As I watched him walk away from where I sat on the grass, more of a melted pile of being than actual sitting, Gus folded his arms with another frown.
“This better not be number three.”
“Please, we’ve just met. Nice skin can’t make me that popular.” The ground had attained an extra gravity skill and was using it to try and pull me down onto my face. Stupid Nehcor, never telling me anything useful, like that talking to him would turn me into putty. Didn’t he know I still had work today? And an extra magic capacity? How was that a present? It wasn’t like I could use my magic as much as I wanted to anyways while keeping it hidden.
In my struggle against the ground, I almost missed Gus’s look of disbelief.
“Is that really all you think it is? Your skin?”
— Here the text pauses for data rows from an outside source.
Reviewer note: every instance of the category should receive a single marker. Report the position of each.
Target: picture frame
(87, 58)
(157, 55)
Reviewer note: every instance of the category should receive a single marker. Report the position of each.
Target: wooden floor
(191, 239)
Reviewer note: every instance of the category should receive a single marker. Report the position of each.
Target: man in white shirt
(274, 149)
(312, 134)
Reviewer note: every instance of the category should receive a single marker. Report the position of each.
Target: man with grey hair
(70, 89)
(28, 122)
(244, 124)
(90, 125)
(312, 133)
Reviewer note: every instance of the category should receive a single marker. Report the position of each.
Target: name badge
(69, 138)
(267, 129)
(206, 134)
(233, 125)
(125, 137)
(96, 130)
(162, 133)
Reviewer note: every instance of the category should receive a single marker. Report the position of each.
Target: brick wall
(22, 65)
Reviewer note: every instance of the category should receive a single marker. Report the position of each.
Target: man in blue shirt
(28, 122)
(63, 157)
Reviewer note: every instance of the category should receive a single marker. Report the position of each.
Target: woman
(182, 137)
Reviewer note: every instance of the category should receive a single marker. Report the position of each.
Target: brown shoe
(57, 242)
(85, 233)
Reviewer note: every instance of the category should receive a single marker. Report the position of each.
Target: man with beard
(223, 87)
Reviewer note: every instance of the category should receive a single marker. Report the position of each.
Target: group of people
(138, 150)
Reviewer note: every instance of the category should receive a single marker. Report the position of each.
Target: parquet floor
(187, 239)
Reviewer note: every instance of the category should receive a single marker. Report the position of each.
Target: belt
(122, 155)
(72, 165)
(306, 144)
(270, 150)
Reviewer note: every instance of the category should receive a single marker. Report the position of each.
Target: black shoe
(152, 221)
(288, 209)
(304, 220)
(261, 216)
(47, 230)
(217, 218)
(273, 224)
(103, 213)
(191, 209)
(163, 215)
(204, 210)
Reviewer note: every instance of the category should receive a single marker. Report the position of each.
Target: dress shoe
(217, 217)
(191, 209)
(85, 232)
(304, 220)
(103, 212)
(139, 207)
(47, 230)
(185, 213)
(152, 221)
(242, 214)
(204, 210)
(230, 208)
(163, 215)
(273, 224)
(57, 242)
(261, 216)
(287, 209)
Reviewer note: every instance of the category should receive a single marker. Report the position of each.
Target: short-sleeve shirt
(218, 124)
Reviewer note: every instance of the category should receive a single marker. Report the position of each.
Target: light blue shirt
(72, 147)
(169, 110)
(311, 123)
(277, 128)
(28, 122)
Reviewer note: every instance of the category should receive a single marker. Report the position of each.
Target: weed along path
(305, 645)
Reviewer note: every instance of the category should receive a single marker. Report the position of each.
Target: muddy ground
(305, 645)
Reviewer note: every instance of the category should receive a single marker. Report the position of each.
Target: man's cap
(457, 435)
I sighed. I didn’t have the energy for this weird conversation. It was just another opening to a lecture of how I need to not be so friendly to guys, as they saw it as some form of flirtation or other. Really, it should be Hal to give me these brow beatings, not Gus. But he was probably just worried that some guy would come take me away from being his mom. Step parents were awful. And not from behind his mom, his sister, or however he saw me.
The priest trotted back some minutes later. I held up my hands even as he reached for me.
“I can walk,” I insisted.
“Then I’ll help you to your feet, at least.”
And I was managing to walk just fine, bar with legs like lead, before Nehcor decided to leave me with one last message.
‘This mission is to help you just as much as Damascus, you know.’
“I got you, sister.”
I was half out by the time I was tucked into the carriage.
“Please be well. Young man, if she doesn’t get better, contact me—just send a letter to the temple for Priest Muirian. I’ll see what I can do.”
“I’m being serious, young man. Don’t brush this off.”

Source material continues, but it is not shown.